Case In Point
Employer’s Egregious Mistreatment of Disabled Employee Leads to Increase in Damages Award
Date: July 8, 2016
In a recent wrongful dismissal case, Strudwick v. Applied Consumer & Clinical Evaluations Inc., the Court of Appeal increased the amount of damages awarded to an employee from $113,782 to $240,000, for what the Court of Appeal described as “a marked departure from any conceivable standard of decent behaviour” in an employer’s treatment of its employee.
The employee commenced employment in 1995, became deaf in 2010 and was terminated without cause in 2011 at age 56 after 15 completed years of service. She worked part-time in data entry with a salary of approximately $21,000 per year at the time of her termination of employment. At the hearing of the lower court proceedings, the employee led evidence that the employer’s attitude towards her changed upon her becoming deaf. For example, the employer refused many reasonable accommodation requests, including having the Canadian Hearing Society attend her workplace to determine what accommodations would be needed, and it was suggested to her that she quit and go on disability.
The employee was then terminated for her participation in a voluntary group of employees that met at the defendant’s place of employment, a group encouraged by the employer. On one occasion, the employee did not select a topic from those she had prepared or speak on any topic for the requisite one or two minutes. The following day, the employer berated the employee in front of more than 12 other employees. She was then told that her employment was being terminated for insubordination and wilful misconduct as a result of her conduct at the voluntary group meeting. The employee was provided a letter confirming her termination with a cheque for three months’ pay. When she refused to sign an acknowledgment and waiver, she was immediately escorted off of the premises and the cheque was taken back.

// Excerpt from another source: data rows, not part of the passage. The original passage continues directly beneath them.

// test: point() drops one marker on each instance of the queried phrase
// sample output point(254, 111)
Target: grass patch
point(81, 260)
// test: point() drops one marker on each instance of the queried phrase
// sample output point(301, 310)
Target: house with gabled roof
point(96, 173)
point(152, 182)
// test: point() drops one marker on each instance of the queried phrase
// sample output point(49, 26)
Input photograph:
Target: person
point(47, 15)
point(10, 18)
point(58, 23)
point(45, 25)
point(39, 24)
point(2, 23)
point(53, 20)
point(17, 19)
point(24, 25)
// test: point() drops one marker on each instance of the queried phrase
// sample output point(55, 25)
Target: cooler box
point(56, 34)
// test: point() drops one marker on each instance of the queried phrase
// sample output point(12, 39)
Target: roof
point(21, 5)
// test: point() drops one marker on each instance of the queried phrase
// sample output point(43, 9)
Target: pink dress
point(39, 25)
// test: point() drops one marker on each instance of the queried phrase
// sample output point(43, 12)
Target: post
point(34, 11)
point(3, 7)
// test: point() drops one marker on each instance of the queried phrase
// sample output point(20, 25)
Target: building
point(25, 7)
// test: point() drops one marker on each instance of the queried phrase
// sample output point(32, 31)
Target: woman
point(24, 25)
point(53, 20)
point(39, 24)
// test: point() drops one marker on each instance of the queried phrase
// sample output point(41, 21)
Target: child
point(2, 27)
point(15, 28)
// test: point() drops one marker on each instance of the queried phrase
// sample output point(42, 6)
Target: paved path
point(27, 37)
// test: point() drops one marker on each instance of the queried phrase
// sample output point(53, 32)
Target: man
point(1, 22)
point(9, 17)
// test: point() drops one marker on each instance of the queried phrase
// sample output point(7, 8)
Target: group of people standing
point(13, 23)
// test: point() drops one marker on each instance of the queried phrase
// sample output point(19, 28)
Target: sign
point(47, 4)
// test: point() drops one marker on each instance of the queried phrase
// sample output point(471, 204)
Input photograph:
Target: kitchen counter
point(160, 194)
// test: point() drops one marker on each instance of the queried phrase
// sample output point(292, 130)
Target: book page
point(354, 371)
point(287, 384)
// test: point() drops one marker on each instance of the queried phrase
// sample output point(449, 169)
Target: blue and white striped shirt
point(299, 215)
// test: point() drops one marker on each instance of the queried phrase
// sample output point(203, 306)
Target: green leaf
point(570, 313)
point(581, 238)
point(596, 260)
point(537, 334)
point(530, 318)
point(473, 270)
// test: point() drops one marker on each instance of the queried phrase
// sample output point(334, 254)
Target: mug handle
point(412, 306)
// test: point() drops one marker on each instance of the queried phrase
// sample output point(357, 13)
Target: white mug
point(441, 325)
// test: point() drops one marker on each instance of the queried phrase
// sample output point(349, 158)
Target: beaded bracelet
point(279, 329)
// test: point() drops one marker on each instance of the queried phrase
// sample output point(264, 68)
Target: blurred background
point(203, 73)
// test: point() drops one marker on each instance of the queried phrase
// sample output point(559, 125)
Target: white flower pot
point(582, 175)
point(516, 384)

Applying Wallace v. United Grain Growers Ltd., the lower court awarded the defendant approximately $50,000 as wrongful dismissal damages based on a “bump-up” in the notice period from 20 to 24 months, as a result of the employer’s conduct. The court further awarded an amount for lost benefits, $20,000 in human rights damages, and approximately $19,000 for aggravated damages/intentional infliction of mental distress.
The employee appealed the damages award and sought an increase in damages to more than $1 million on the basis of the employer’s egregious conduct. The employer cross-appealed the $40,000 in costs awarded to the employee.
The Court of Appeal concluded that the appellant’s claim was limited to that specified in her pleadings, namely $240,000 plus a damages amount equal to her loss of collateral benefits. The Court accepted the 24 month notice period as reasonable in the circumstances, but found that the lower court erred in applying a Wallace bump-up in the notice period, which courts no longer apply in Ontario.
The Court of Appeal further increased the damages awarded under the Human Rights Code from $20,000 to $40,000 on the basis that the lower court erred by not taking into account the fact of the “abject failure” of the employer to accommodate the employee and the abuse she suffered to increase her difficulties at work. The Court also increased the damages for intentional infliction of mental distress to approximately $35,000, as the lower court failed to consider the increased costs of therapy resulting from the appellant’s permanent deafness and the non-pecuniary losses flowing from actions of the respondent, and increased the aggravated damages award to $70,000.
With respect to the increase in aggravated damages, the Court of Appeal noted that the employee had been confronted in front of an estimated 13 other employees, yelled at and called the employee a “goddamned fool,” and was informed of her termination for a senseless reason.
Of further relevance to the increase in damages was the fact that the employer tendered a record of employment that delayed the employee’s ability to receive employment insurance.
The Court of Appeal rejected the employer’s cross-appeal for a decrease of the $40,000 in costs awarded by the lower court.
This case is a good reminder to employers that courts will heavily penalize employers who treat their employees unfairly and without dignity and respect. The case also emphasizes the importance of employers taking the appropriate steps to accommodate employees in the workplace, failing which employers become exposed to significant potential damages awards in court, under numerous heads of damages.